Rubrik recently presented at Tech Field Day 12 and one of the sessions focused on our distributed filesystem called Atlas. As one of the SE’s at Rubrik I’m in the field every day (proudly) representing my company but also competing with other, more traditional backup and recovery vendors. What is apparent more and more is that these traditional vendors are also going down the appliance route to sell their solution into the market, and as such I sometimes get the pushback from potential customers saying they can also get an appliance based offer from their current supplier, or not really immediately grasping why this model can be beneficial to them.
A couple of things I wanted to clarify first, when I say “also down the appliance route” I need make clear that this is purely a way to offer the solution to market for us, there is nothing special about the appliance as such, all of the intelligence in Rubrik’s case lies in the software, we even started to offer a software only version in the form of a virtual appliance for ROBO use cases recently.
Secondly, some traditional vendors can indeed deliver their solution in an appliance based model, be it their own branded one, or pre-packaged via a partnership with a traditional hardware vendor. I’m not saying there is something inherently bad about this, simplifying the acquisition of a backup solution via an appliance based model is great, but there the comparison stops, it will still be a legacy based architecture with disparate software components, typically these software components, think media server,  database server, search server, storage node, etc. need individual love and care, daily babysitting if you will, to keep them going.
Lastly from a component point of view our appliance consists of multiple independent (masterless) nodes that are each capable of running all tasks of the data management solution, in other words there is no need to protect, or indeed worry about, individual software and hardware components as everything is running distributed and able to sustain multiple failures while remaining operational.

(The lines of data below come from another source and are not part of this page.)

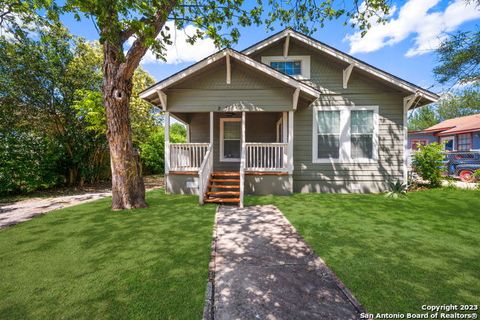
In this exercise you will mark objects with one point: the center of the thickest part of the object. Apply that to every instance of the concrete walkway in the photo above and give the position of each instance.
(264, 270)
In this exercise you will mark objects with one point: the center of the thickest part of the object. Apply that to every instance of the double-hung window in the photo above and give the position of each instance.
(345, 134)
(230, 139)
(464, 142)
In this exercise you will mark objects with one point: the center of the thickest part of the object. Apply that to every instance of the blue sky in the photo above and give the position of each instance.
(404, 46)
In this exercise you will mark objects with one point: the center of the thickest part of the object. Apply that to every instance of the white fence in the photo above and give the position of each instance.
(187, 156)
(266, 156)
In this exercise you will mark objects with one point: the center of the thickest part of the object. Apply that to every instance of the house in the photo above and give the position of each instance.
(288, 114)
(458, 134)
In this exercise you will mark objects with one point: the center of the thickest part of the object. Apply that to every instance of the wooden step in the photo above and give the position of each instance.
(222, 200)
(225, 180)
(221, 186)
(226, 174)
(223, 193)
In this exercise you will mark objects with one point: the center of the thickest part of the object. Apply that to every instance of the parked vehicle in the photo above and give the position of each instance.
(462, 165)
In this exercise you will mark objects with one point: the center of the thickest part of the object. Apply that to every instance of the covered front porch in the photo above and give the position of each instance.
(239, 113)
(225, 150)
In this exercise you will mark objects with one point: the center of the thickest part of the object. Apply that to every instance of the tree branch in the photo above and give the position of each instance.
(139, 48)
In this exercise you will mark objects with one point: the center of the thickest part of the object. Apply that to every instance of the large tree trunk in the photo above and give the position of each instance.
(128, 189)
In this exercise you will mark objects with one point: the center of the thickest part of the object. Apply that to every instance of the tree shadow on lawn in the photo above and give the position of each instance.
(89, 262)
(394, 255)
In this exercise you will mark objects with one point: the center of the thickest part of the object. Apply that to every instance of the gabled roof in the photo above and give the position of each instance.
(222, 54)
(337, 54)
(456, 125)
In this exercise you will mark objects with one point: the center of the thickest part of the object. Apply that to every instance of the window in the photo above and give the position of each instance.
(361, 138)
(345, 134)
(328, 134)
(449, 143)
(464, 142)
(230, 136)
(294, 66)
(418, 142)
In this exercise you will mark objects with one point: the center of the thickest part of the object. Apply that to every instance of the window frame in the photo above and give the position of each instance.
(222, 140)
(470, 141)
(305, 64)
(446, 138)
(345, 135)
(414, 142)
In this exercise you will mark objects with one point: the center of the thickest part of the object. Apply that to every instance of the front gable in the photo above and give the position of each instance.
(334, 72)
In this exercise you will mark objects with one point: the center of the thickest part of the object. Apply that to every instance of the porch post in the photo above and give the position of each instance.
(242, 160)
(211, 129)
(290, 142)
(167, 142)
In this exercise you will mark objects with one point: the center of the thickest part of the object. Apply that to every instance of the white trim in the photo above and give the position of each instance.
(167, 143)
(290, 142)
(211, 128)
(345, 58)
(163, 99)
(279, 130)
(305, 63)
(238, 56)
(222, 122)
(286, 46)
(345, 135)
(229, 70)
(296, 94)
(346, 75)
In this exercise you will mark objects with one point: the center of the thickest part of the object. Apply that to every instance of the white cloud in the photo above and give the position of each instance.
(415, 18)
(181, 51)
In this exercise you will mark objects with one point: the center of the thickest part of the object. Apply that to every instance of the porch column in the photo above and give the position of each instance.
(167, 142)
(242, 160)
(290, 142)
(211, 129)
(284, 127)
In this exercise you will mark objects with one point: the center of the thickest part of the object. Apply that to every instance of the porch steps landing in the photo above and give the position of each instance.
(223, 187)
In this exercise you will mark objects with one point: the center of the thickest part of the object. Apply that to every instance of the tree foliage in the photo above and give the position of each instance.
(455, 104)
(46, 138)
(459, 58)
(144, 21)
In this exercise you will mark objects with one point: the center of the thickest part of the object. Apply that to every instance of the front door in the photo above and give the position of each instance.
(230, 139)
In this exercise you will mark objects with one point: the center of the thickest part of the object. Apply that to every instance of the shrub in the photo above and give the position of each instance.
(427, 162)
(476, 176)
(397, 189)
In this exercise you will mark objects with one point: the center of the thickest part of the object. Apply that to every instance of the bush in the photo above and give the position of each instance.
(27, 163)
(476, 176)
(427, 162)
(397, 189)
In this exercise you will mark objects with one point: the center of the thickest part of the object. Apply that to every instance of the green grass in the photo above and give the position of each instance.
(394, 255)
(87, 262)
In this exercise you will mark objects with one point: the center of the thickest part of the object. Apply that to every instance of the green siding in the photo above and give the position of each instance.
(248, 91)
(326, 75)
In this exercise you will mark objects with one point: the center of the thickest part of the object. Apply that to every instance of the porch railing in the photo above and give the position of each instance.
(204, 172)
(187, 156)
(266, 157)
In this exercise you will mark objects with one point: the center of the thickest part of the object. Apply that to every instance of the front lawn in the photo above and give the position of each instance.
(87, 262)
(394, 255)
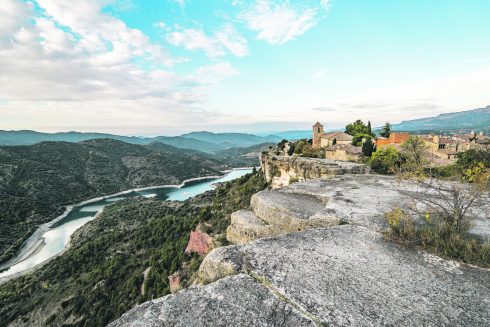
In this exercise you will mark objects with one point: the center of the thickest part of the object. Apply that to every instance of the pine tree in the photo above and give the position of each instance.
(368, 147)
(386, 130)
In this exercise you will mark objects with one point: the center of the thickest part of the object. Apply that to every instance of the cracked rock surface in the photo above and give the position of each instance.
(339, 276)
(356, 199)
(232, 301)
(350, 276)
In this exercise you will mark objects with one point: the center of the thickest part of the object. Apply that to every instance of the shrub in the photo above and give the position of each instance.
(385, 160)
(433, 234)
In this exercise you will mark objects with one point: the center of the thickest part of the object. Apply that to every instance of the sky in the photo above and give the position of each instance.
(165, 67)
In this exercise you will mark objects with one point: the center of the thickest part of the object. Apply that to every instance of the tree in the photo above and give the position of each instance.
(357, 140)
(282, 144)
(450, 198)
(368, 147)
(415, 153)
(357, 127)
(386, 130)
(386, 160)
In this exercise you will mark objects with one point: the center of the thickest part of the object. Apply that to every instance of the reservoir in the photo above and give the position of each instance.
(54, 240)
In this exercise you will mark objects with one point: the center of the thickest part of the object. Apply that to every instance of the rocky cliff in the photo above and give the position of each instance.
(341, 275)
(282, 170)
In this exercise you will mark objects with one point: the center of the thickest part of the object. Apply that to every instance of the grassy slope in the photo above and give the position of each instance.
(37, 181)
(100, 276)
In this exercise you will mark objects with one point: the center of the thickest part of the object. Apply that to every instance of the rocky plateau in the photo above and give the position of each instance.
(313, 254)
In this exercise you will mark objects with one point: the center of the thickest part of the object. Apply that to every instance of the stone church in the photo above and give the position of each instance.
(322, 140)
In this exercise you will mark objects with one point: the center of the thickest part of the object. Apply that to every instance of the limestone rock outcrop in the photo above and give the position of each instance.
(355, 199)
(339, 276)
(199, 242)
(346, 275)
(231, 301)
(280, 171)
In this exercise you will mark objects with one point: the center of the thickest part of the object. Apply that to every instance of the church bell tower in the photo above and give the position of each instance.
(317, 135)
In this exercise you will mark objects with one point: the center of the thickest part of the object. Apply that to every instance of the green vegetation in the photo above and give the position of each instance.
(386, 130)
(303, 148)
(359, 131)
(433, 234)
(37, 181)
(448, 195)
(386, 160)
(101, 275)
(241, 157)
(368, 147)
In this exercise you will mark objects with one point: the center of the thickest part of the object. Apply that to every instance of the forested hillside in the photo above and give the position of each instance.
(37, 181)
(101, 275)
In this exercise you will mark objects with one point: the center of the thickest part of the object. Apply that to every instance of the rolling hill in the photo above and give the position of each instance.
(36, 181)
(477, 119)
(201, 141)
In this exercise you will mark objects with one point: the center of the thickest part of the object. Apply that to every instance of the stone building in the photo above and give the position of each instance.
(322, 140)
(317, 135)
(394, 138)
(344, 152)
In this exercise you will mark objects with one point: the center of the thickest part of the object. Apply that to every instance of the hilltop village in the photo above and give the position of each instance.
(358, 143)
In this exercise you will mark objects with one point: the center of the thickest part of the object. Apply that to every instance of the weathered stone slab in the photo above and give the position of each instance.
(291, 212)
(282, 170)
(350, 276)
(245, 227)
(233, 301)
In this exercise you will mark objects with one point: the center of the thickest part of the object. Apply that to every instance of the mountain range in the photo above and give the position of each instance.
(202, 141)
(477, 119)
(36, 181)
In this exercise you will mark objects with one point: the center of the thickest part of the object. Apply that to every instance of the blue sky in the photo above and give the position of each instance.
(170, 66)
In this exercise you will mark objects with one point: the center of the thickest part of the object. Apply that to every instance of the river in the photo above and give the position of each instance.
(55, 238)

nospoon There is no spoon (box)

So the difference lies in the software architecture, not the packaging, as such we need to look beyond the box itself and dive into why starting from a clustered distributed system as a base makes much more sense in todays information era.

The session at TFD12 was presented by Adam Gee and Roland Miller, Adam is the lead of Rubrik’s distributed filesystem called Atlas, it shares some architectural principles with a previous filesystem Adam worked on while he was at Google called Colossus, most items you store while using Google services end up on Colossus, it itself is the successor to the Google File System (GFS) bringing the concept of a masterless cluster to it and making it much more scalable. Not a lot is available on the web in terms of technical details around Colossus, but you can read a high level article on Wired about it here.

Atlas, which sits at the core of the Rubrik architecture, is a distributed filesystem, built from scratch with the Rubrik data management application in mind. It uses all distributed local storage (DAS) resources available on all nodes in the cluster and pools them together into a global namespace. As nodes are added to the cluster the global namespace grows automatically, increasing capacity in the cluster. The local storage resources on each node consist of both SSD and HDD’s, the metadata of Atlas (and the metadata of the data management application) is stored in the metadata store (Callisto) which is also running distributed on all nodes in the SSD layer. The nodes communicate internally using RPC which are presented to Atlas by the cluster management component (Forge) in a topology aware manner thus giving Atlas the capability to provide data locality. This is needed to ensure that data is spread correctly throughout the cluster for redundancy reasons. For example, assuming we are using triple mirror, we need to store data in 3 different nodes in the appliance, let’s now assume the cluster grows beyond 1 appliance, then it would make more sense from a failure domain point of view to move 1 copy of the data from one of the local nodes to the other appliance.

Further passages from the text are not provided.